Colored gemstones gain ground in bridal rings as buyers seek uniqueness
Bridal buyers are trading diamond sameness for color, and retailers say that shift is pulling real dollars out of the diamond case.

Colored gemstones are no longer the side story
At a JCK Talks panel at JCK Las Vegas on May 30, 2026, retailers described a bridal market that is increasingly willing to trade white-diamond sameness for color. Sapphires, emeralds, bicolor tourmaline, and even rubies are moving into engagement-ring center stones as buyers look for something that feels more personal and visibly natural.
That matters for diamond jewelry because the competition is no longer just between natural and lab-grown stones. Color is becoming a third path, one that can satisfy the desire for beauty and distinction without forcing the buyer into the same carat-count conversation that drives so many diamond sales.
Why color is winning share
Kimberly Collins, a dealer and jewelry designer based in Reno, Nevada, said, “Color has never been more hot in my 30-year career,” and added that it is now selling itself. Her point is simple: buyers are arriving already convinced that a colored gemstone reads as more individual than a standard diamond solitaire, especially when lab-grown diamond rings are everywhere.
Danny Shaftel, chief executive of Shaftel Diamonds in Houston, said clients are comparing colored stones with large lab-grown diamond center stones, and some high-end customers who could buy a 3- to 5-carat natural diamond are now considering a colored gemstone instead. That is the heart of the competitive threat for bridal diamond: a colored center stone can offer a distinctive look at a lower price point than a much larger natural diamond, which shifts the value conversation away from size and toward personality.

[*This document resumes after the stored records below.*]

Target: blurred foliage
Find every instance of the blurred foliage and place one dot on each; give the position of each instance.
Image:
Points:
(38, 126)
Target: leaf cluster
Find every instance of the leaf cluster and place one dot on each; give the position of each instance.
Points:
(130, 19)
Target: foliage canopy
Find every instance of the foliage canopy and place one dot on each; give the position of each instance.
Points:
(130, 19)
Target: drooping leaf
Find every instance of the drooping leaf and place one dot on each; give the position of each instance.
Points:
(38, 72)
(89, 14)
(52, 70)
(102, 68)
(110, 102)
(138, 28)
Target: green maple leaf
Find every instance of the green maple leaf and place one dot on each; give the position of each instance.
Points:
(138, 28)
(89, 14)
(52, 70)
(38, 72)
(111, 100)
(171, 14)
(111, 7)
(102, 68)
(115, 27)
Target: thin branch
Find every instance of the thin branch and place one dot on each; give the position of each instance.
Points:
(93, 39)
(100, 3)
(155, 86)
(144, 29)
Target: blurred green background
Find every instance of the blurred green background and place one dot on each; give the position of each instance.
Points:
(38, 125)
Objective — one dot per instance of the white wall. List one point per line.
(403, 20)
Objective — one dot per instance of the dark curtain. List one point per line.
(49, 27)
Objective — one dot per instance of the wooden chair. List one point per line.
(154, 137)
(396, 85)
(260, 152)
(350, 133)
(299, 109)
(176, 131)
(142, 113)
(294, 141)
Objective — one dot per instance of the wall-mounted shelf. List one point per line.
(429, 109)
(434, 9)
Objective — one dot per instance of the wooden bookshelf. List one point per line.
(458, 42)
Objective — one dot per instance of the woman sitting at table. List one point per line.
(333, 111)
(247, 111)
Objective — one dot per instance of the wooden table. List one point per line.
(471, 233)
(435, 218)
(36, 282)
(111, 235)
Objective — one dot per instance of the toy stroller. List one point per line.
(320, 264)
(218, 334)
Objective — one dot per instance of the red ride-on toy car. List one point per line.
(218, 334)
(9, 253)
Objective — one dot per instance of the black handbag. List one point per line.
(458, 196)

Which stones are gaining ground
The bridal appetite for color is broadening fast. Collins said greens, reds, pinks, purples, and garnet are trending, and she brokered four or five ruby bridal settings recently, a notable sign that ruby is no longer reserved only for collectors or anniversary gifts.

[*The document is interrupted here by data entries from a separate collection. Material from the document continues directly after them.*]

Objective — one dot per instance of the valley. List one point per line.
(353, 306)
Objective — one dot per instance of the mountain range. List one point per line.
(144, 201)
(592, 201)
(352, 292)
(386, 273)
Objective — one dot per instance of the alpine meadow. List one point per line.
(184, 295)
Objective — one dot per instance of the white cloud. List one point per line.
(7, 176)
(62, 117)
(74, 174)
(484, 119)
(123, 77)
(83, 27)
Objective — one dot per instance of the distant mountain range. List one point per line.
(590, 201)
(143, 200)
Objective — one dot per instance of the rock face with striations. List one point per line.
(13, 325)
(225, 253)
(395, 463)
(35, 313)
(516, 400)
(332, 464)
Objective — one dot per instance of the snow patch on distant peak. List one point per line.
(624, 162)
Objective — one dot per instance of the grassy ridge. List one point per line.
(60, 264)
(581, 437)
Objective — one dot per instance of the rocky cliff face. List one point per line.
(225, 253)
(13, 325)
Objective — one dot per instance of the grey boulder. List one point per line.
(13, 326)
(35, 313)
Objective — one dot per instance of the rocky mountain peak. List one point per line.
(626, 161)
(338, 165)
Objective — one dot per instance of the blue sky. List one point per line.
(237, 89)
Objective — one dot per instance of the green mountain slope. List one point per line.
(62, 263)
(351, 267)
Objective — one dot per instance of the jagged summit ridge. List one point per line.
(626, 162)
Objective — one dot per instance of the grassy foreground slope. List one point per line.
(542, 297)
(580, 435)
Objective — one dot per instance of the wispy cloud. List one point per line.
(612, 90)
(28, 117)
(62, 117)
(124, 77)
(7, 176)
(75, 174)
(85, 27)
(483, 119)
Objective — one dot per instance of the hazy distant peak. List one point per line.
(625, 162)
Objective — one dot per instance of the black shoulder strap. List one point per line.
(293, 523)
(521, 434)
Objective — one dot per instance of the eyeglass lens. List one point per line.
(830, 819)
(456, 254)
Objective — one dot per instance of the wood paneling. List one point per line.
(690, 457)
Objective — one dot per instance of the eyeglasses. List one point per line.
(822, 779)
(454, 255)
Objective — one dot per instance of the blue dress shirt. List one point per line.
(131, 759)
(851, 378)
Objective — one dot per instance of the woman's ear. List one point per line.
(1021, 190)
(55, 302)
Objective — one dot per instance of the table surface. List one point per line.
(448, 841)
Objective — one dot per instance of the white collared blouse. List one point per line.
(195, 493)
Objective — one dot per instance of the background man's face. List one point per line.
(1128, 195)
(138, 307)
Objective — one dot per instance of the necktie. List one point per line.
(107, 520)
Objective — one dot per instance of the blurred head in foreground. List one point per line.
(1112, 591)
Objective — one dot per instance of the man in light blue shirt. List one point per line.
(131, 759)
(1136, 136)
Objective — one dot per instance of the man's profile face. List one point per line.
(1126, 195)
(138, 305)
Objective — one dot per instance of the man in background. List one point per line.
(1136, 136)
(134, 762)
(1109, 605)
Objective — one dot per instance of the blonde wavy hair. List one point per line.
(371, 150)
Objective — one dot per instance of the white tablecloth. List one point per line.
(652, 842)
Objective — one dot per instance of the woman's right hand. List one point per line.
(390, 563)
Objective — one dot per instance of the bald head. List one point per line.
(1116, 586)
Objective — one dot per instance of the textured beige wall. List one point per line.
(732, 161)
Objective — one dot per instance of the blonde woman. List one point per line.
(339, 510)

CNBC has also reported strong pickup in sapphire, morganite, London Blue Topaz, aquamarine, green quartz, amethyst, and ruby in wedding and Valentine’s business. Taken together, the list shows that buyers are not fixated on one “it” stone; they are using color as a design language, with the center stone itself carrying the message of originality.

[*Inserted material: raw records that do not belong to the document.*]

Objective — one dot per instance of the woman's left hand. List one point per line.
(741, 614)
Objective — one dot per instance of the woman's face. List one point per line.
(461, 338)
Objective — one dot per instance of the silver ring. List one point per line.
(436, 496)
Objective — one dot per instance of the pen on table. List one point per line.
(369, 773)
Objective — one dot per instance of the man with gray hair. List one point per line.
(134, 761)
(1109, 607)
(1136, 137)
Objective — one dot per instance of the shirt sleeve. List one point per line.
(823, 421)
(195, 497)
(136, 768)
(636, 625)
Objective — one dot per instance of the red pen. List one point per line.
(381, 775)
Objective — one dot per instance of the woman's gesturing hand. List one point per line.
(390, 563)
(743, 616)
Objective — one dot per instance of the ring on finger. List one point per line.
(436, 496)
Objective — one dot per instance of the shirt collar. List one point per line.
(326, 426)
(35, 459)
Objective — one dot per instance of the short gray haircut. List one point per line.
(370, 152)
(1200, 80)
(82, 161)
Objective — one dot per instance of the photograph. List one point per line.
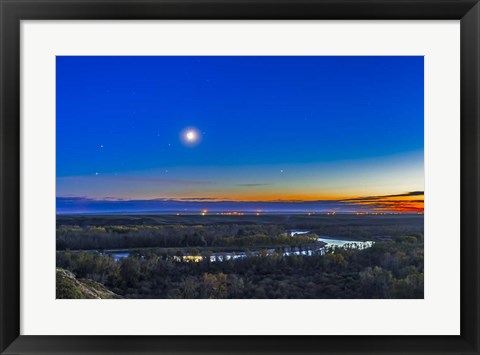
(239, 177)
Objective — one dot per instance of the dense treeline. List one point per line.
(174, 236)
(389, 269)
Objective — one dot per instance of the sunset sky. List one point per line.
(160, 133)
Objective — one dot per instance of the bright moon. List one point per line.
(190, 136)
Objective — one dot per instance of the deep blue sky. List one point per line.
(272, 127)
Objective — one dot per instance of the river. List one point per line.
(330, 243)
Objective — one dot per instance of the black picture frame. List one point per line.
(13, 11)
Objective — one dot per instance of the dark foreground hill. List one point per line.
(68, 286)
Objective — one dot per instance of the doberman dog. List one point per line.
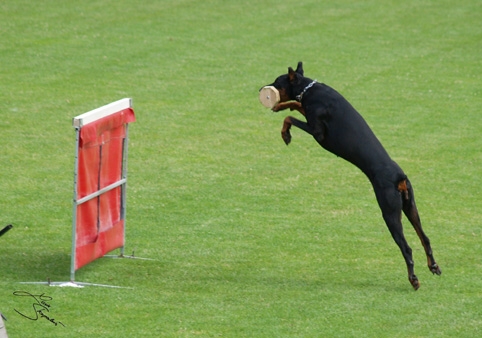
(340, 129)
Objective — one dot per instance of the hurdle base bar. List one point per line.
(75, 284)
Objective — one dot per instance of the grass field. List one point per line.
(250, 238)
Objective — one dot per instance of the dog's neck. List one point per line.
(300, 97)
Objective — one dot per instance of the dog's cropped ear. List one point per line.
(291, 74)
(299, 69)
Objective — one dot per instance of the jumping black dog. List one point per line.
(340, 129)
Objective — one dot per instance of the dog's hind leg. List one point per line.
(410, 210)
(391, 206)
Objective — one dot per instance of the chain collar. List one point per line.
(300, 97)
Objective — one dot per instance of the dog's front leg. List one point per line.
(288, 122)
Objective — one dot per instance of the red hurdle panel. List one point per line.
(100, 178)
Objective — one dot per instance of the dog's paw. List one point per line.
(286, 137)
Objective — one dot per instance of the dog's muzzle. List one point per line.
(269, 96)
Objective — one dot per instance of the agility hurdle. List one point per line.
(100, 183)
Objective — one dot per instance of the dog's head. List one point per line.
(289, 85)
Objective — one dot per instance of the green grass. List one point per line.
(250, 238)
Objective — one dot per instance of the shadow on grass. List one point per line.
(32, 266)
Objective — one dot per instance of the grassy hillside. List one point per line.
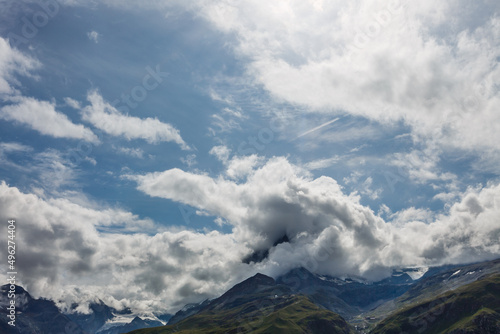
(473, 308)
(287, 314)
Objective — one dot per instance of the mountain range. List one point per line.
(448, 299)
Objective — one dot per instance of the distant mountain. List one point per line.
(136, 323)
(472, 308)
(258, 305)
(39, 316)
(92, 322)
(436, 281)
(347, 297)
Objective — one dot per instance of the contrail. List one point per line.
(316, 128)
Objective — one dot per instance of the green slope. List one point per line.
(287, 314)
(473, 308)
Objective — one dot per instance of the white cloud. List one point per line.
(389, 62)
(226, 121)
(81, 247)
(421, 166)
(237, 167)
(322, 163)
(133, 152)
(72, 103)
(13, 147)
(189, 160)
(93, 36)
(108, 119)
(78, 253)
(327, 228)
(42, 116)
(221, 152)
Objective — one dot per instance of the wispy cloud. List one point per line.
(42, 117)
(107, 118)
(316, 128)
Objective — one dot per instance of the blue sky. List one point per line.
(151, 139)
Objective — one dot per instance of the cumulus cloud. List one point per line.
(42, 116)
(78, 253)
(108, 119)
(150, 268)
(386, 61)
(328, 230)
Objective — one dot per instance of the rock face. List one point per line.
(38, 316)
(472, 308)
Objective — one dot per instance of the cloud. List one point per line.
(42, 116)
(329, 231)
(322, 163)
(78, 253)
(12, 62)
(107, 118)
(93, 36)
(389, 62)
(72, 103)
(133, 152)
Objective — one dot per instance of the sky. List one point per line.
(148, 149)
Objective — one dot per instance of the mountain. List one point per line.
(40, 316)
(92, 322)
(258, 305)
(347, 297)
(136, 323)
(472, 308)
(436, 281)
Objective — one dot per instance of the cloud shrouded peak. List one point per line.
(328, 230)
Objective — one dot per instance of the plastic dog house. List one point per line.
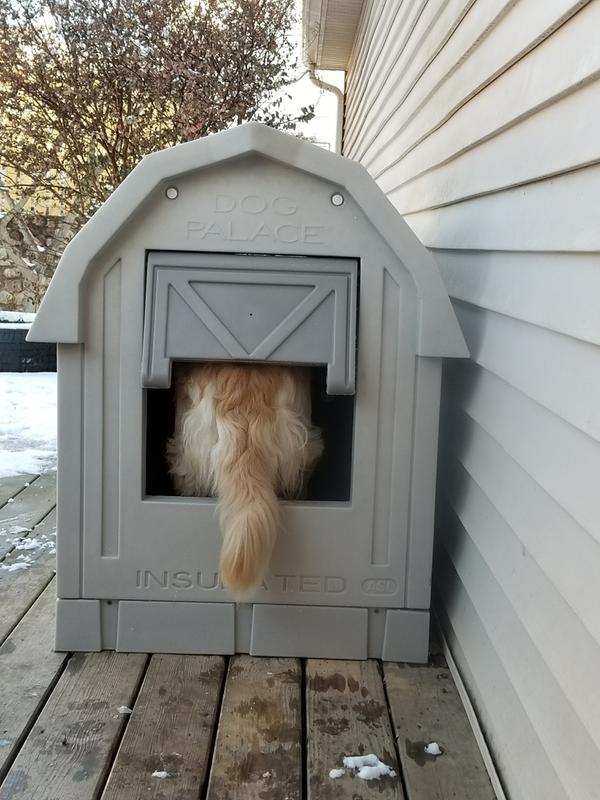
(247, 245)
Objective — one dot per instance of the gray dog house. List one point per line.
(248, 245)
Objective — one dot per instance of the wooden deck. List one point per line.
(213, 727)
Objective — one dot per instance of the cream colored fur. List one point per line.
(243, 432)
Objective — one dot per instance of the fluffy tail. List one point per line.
(249, 509)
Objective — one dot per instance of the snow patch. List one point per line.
(27, 422)
(14, 567)
(17, 316)
(368, 768)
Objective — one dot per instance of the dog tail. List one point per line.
(249, 510)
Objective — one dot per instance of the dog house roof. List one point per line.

What the numbers say about demand
The shift has been building for years. Angara chief executive Ankur Daga said colored gemstones accounted for about 5% of engagement rings a decade ago and more than 15% by early 2024, while a survey of more than 2,000 people found that more than 20% would upgrade to a colored gemstone engagement ring if they could.
That is a meaningful share gain in a category where every point matters. For retailers, it suggests that color is not just a niche for the adventurous buyer, but a real alternate path for shoppers who might otherwise have chosen a diamond center stone and spent more heavily on size.
Supply and scarcity are shaping the story
Emerald is the clearest example of how supply can sharpen desirability. At 2025 JCK Las Vegas, Shekhar Shah of the American Gem Trade Association said emerald supply had become extremely challenging over the prior 12 to 24 months, with higher mining costs, lower yields, and stronger auction competition, and he said prices were not likely to come down in the next year to year and a half.
That scarcity makes sourcing part of the sales pitch, whether the retailer spells it out or not. AGTA, which promotes education and fair business practices in natural colored gemstones and pearls, has been framing color as both a design choice and a market opportunity, and Bruce Bridges said at that same panel that color is the future.
What retailers must do to keep bridal dollars from leaking away
Selling color well takes more than a pretty case. Jessie Vaughn, a buyer for Lux Bond & Green in New England, said her company uses onboarding education, monthly gemstone emails, in-store training, and trunk shows to make sales staff comfortable with colored stones, because the average associate cannot assume a buyer already knows the difference between a fine sapphire, an emerald, and a tourmaline.
That training matters because the category lives or dies on confidence. A shopper who walks in wanting “something different” can easily be lost to a competitor if the salesperson cannot explain why one stone feels rarer, why another is more durable, or why a color choice better matches the buyer’s budget than a larger natural diamond or a lab-grown center stone.
The new bridal equation
Colored gemstones are gaining ground because they solve multiple problems at once. They offer uniqueness, visible natural character, and a different price conversation, while also giving retailers a way to keep a bridal client in the store when a diamond feels too expected or too expensive.
For diamond retailers, the response cannot be passive. The assortment has to widen, the sales team has to get sharper, and the story has to move beyond carat weight alone, because bridal buyers are increasingly willing to let color do the talking.